2011 - Paul E. Spears, chairman of the board of Hanover Shoe Farms and executive vice-president of the Standardbred Horse Sales Company, has been elected as the 27th Little Brown Jug Wall of Fame honoree. Spears grew up in Reynoldsville, PA, a small town in northwestern Pennsylvania. "I worked on Dad's farm and I learned to ride a horse when I was 6 years old." Spears has been a member of the Little Brown Jug Society since 1988, a director of the Hambletonian Society, a trustee of the Hall of Fame in Goshen, NY, the Pennsylvania Standardbred Breeders Association and former president of the Pennsylvania Live Horse Racing Council for Thoroughbreds and Standardbreds. The former amateur driver was also the first president of the Billings Amateur Driving Association. Spears and wife Josephine have been attending the Delaware Grand Circuit for many years. "What a tremendous thrill it has been to watch horses we bred and sold win the Little Brown Jug." Fourteen Hanover Shoe Farm-bred pacers have captured the Little Brown Jug, including Ensign Hanover, who won the inaugural in 1946. Spears lives in Hanover, PA but also owns land in Orangeville, PA which has a creek for fly casting and a woods for deer hunting.

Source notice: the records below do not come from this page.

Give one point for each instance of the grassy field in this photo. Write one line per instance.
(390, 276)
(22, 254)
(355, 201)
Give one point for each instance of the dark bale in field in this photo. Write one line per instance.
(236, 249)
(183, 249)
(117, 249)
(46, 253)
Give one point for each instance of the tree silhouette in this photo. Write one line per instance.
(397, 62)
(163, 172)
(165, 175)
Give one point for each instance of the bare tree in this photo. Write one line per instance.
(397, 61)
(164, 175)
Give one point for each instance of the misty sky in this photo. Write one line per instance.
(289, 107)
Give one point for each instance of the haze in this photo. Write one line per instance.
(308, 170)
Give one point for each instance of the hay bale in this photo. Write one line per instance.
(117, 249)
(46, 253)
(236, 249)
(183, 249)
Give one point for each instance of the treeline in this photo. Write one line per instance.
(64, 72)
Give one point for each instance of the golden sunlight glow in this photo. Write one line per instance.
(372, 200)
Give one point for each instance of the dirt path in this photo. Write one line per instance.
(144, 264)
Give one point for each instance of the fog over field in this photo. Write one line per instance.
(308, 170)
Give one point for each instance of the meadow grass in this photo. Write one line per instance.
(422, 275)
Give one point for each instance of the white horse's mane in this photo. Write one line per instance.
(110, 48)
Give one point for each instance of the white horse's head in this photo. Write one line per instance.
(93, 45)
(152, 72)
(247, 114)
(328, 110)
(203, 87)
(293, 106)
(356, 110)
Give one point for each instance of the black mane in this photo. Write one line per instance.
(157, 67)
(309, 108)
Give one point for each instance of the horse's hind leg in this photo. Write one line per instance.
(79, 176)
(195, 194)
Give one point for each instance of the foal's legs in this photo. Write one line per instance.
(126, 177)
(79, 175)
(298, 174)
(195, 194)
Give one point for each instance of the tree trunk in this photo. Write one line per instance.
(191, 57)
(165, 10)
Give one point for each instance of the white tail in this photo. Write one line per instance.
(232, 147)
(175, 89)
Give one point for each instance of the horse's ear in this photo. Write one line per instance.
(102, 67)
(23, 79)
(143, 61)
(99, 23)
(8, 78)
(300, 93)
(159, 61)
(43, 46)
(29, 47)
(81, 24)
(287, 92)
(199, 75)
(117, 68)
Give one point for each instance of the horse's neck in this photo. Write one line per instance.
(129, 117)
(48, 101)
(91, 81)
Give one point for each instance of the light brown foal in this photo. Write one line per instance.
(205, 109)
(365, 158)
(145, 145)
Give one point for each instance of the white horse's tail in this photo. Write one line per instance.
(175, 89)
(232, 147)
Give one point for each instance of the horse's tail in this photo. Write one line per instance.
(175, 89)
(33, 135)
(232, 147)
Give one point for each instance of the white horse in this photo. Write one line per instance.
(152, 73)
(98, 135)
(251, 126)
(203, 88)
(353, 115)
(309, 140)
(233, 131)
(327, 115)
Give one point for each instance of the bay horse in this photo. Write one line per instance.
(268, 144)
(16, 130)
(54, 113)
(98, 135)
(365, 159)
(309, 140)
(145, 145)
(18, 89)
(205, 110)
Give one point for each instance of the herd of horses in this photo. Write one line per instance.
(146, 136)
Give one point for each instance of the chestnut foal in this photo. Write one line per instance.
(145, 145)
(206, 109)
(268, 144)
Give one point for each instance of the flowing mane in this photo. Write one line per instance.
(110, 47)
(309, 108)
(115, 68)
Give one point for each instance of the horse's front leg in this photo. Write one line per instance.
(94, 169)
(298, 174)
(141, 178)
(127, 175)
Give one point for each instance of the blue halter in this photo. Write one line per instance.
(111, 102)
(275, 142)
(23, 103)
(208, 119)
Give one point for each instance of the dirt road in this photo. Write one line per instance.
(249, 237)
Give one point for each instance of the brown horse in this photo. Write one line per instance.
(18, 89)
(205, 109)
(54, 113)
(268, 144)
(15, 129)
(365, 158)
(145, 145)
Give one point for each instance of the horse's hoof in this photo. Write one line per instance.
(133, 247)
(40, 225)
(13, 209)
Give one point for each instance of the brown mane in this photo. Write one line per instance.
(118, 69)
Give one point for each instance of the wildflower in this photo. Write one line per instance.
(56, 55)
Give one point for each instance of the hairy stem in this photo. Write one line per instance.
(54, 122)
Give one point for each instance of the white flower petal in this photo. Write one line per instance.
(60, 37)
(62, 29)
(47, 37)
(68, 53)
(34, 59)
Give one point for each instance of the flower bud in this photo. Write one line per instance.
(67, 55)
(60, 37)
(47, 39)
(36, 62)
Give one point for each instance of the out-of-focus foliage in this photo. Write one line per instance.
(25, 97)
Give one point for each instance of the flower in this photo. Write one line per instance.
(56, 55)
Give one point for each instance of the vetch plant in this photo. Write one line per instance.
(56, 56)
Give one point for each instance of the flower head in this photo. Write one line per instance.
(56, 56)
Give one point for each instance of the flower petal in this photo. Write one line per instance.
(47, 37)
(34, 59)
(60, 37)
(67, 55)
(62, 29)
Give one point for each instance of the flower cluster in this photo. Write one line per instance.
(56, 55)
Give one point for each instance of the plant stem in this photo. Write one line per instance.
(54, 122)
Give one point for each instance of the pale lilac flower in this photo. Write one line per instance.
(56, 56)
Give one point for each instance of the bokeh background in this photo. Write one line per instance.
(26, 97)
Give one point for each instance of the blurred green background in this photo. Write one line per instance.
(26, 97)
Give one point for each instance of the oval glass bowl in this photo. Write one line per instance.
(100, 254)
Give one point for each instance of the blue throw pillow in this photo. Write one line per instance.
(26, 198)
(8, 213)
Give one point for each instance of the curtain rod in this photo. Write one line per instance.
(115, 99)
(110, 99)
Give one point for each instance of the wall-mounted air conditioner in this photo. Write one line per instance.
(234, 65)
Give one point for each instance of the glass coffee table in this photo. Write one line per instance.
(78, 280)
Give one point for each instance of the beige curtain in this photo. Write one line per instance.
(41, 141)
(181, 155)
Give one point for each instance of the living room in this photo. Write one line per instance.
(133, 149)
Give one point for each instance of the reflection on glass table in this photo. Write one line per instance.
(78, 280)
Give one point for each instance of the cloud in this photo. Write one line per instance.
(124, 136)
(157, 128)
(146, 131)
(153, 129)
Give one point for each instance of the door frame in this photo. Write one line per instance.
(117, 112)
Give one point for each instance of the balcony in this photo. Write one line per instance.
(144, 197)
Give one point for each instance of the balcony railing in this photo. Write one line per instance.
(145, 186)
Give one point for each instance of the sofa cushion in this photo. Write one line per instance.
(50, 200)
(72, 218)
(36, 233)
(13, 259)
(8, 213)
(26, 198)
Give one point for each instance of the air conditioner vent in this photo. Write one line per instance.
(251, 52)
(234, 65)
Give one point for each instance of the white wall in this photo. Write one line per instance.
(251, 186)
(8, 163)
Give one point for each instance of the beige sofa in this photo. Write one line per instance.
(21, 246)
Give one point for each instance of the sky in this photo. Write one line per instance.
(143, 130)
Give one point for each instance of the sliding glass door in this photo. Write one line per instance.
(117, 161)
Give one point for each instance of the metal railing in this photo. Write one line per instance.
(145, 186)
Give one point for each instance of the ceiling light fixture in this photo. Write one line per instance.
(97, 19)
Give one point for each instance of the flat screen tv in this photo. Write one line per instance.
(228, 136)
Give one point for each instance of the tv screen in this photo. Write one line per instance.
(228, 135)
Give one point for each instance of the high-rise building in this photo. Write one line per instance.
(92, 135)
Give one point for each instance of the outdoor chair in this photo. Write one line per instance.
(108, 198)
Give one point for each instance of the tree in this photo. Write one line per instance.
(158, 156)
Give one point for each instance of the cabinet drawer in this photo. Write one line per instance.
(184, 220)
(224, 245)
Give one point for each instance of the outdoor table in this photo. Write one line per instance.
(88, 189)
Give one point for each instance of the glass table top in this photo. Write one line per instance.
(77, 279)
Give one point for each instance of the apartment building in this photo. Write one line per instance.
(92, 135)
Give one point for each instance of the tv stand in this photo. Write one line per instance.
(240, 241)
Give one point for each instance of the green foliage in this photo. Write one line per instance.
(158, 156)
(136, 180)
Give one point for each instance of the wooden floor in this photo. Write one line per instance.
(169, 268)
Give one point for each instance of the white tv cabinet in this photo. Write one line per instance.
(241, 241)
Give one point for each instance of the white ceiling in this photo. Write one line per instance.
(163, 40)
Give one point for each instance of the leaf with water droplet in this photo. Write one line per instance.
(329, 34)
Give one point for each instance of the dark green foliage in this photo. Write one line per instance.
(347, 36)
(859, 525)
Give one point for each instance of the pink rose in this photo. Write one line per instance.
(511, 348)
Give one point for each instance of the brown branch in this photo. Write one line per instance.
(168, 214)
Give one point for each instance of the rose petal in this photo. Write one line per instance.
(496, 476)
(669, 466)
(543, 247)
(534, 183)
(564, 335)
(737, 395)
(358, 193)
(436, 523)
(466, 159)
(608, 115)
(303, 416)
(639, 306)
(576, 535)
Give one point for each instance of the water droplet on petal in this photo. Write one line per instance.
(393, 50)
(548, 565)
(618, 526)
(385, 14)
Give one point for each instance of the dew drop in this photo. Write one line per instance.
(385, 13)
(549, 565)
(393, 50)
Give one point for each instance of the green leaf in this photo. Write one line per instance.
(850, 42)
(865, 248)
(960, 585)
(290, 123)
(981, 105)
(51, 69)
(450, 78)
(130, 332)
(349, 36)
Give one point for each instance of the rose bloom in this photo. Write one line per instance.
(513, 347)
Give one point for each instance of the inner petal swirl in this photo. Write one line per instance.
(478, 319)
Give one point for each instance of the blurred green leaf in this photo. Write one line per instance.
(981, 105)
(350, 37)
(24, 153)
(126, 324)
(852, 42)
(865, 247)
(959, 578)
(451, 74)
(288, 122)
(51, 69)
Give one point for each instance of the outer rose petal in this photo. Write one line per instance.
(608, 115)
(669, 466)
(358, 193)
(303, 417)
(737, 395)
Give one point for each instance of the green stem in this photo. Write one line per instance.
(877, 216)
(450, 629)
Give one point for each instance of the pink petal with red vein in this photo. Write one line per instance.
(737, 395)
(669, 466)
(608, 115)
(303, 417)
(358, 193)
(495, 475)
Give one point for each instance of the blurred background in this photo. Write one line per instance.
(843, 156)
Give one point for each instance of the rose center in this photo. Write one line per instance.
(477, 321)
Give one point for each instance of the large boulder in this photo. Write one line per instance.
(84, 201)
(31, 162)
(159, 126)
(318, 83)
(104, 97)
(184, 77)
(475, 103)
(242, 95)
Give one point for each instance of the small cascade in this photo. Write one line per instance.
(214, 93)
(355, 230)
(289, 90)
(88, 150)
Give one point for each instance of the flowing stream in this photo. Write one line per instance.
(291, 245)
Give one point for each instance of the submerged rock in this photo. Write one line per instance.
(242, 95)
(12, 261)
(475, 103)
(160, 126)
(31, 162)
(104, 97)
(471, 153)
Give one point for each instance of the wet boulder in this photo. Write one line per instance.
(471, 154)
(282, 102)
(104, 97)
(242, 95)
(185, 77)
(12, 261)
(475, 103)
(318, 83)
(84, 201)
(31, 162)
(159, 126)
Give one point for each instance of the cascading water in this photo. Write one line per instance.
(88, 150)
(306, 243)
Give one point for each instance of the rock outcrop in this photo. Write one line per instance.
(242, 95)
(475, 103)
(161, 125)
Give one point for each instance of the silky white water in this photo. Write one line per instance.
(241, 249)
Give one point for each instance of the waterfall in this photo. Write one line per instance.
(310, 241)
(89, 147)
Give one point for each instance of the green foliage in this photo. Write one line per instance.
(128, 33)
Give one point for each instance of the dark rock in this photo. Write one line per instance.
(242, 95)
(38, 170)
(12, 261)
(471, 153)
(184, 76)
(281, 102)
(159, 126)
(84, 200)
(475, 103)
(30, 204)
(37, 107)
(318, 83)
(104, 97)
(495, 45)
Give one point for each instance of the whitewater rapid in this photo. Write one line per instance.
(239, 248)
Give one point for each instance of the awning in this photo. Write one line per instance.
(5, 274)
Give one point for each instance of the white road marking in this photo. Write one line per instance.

2010 - Phil Terry, general manager and director of marketing for the Delaware, OH County Fair, has been elected as the 26th Little Brown Jug Wall of Fame honoree. In 1968, as a student at Ohio Wesleyan University, Phil helped direct traffic at the Delaware Fairgrounds. Now, 42 years later, he was selected as the 2010 Wall of Fame honoree by a panel of national and international harness racing enthusiasts. Terry will be officially inducted and presented a commemorative gold ring at the Mayor's Breakfast to be held at the Hospitality Pavilion at the Fairgrounds on the morning of September 22, the date of the Jugette Pace. The breakfast will get underway at 7 a.m. I am extremely honored to be associated with the past Wall of Fame honorees, said Terry. When I look at the accomplishments of those past winners, I am humbled to think that I should be considered with them. I am a lucky guy to be involved with the Little Brown Jug. It has opened many doors. Among Phil's major accomplishments have been the financing and construction of the Lavern Hill Jugette Barn, the Hospitality Pavilion and the Tack Shack. Terry also created and oversees simulcasting, the Future Jug Pool and the Little Brown Jug Fantasy Stable Contest.
2009 - Joe Thomson, breeder of Little Brown Jug winners Bettor's Delight and No Pan Intended and master of Winbak Farm, has been elected as the 25th Little Brown Jug Wall of Fame honoree by a panel of national and international harness racing enthusiasts. "I love coming to Delaware and being with longtime friends, Tommy Thomson and Phil Terry," said Thomson. "Tom is one of the few Thomsons in this country who spells his name correctly. Tom and Phil approached us in 2006 to take over the sponsorship of the Magical Mike Pace. That first year Ponder set a World record of 1:49...what a start." In 1991, Joe and wife JoAnn founded Winbak Farm in the Maryland horse country near Chesapeake City, a short distance from Baltimore and Philadelphia. "We bought Winfield Farm, where the Thoroughbred Northern Dancer was born. The contract prohibited us from using the name Winfield, so we shortened it to Win and then used the names of our three kids, Bradley, Ashley and Kimberly to complete the name Winbak," explained Thomson.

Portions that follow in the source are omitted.